If you haven’t been paying attention to the persistent flattening of the U.S. yield curve, you’re way behind it.
Peter Cecchini, chief market strategist at Cantor Fitzgerald, calls it “the most important thing to have a clear idea about now.” Billionaire fund manager >Bill Gross says we’re rapidly approaching a point at which the trend will induce an economic slowdown. Others claim it’s only natural, with the Federal Reserve raising short-term interest rates in the face of stubbornly low inflation.
To put it simply, the Treasury yield curve measures the spread between short- and long-term debt issued by the U.S. government. It’s the extra compensation that investors demand to lock away their money for an extended period.

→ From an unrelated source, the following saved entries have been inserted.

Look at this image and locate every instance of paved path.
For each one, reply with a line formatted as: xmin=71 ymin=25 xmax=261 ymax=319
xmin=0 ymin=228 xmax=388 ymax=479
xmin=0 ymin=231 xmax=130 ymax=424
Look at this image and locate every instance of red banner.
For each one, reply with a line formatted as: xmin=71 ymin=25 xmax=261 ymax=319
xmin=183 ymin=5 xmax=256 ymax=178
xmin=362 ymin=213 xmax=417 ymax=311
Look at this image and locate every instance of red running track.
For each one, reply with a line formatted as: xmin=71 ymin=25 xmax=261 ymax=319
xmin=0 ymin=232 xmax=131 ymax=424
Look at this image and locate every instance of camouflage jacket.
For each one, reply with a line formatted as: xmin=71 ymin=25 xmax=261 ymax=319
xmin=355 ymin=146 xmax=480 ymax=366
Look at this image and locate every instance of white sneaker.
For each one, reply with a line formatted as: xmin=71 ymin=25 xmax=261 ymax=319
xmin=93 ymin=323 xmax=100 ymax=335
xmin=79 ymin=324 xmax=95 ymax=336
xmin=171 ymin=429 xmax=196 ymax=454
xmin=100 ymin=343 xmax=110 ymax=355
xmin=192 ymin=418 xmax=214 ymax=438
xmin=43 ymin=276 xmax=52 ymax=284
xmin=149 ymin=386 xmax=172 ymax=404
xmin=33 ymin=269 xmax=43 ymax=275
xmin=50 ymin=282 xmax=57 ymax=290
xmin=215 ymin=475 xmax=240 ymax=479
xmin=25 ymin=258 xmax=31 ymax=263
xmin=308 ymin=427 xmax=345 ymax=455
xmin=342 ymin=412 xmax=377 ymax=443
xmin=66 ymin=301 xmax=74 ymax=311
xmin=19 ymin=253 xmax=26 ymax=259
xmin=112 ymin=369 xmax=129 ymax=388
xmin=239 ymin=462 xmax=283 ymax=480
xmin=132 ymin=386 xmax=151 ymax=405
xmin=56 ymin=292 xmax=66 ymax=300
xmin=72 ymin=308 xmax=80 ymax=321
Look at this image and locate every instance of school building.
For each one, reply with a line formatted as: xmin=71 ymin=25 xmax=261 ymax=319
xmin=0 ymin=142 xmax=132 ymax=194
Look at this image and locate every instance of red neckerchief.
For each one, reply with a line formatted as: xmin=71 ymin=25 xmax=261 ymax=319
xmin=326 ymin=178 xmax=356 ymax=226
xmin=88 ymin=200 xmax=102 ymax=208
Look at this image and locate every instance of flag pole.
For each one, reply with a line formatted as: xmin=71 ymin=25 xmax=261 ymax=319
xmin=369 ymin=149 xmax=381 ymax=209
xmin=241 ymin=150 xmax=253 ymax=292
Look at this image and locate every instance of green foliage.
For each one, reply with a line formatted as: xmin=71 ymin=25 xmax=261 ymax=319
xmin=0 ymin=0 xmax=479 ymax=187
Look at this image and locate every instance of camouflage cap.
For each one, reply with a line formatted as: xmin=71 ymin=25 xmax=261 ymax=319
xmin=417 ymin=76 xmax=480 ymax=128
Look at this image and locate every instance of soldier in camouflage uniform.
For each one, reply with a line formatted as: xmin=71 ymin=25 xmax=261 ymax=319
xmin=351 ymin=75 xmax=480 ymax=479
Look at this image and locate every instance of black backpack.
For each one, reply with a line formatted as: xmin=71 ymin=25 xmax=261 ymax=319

No matter which theory of flattening you subscribe to, the world’s biggest bond market is sending a signal that traders can’t ignore. The longer the trend continues, the more likely its effects could spread to bank earnings and the real economy, while at the same time it would limit the Fed’s ability to respond when these risks emerge.
To get a sense of just how dramatic this trend has been, here’s a look at a handful of curve measures now versus the start of 2017. In trading Monday, they were all close to the flattest levels in a decade.
From two years to 10 years: 72 basis points, down from 125
From two years to 30 years: 119 basis points, down from 187
From five years to 10 years: 33 basis points, down from 52
From five years to 30 years: 80 basis points, down from 114
Everyone has their favorite theory for why this is happening and what it means for the economy and the markets, and all of them likely play a part so here’s a breakdown of each one:
It’s the Fed’s Fault
The simplest reason for the flattening comes from looking separately at what’s going on with short rates, the most sensitive to Fed policy expectations, and longer-term yields, which take their cues from the outlook for inflation and economic growth.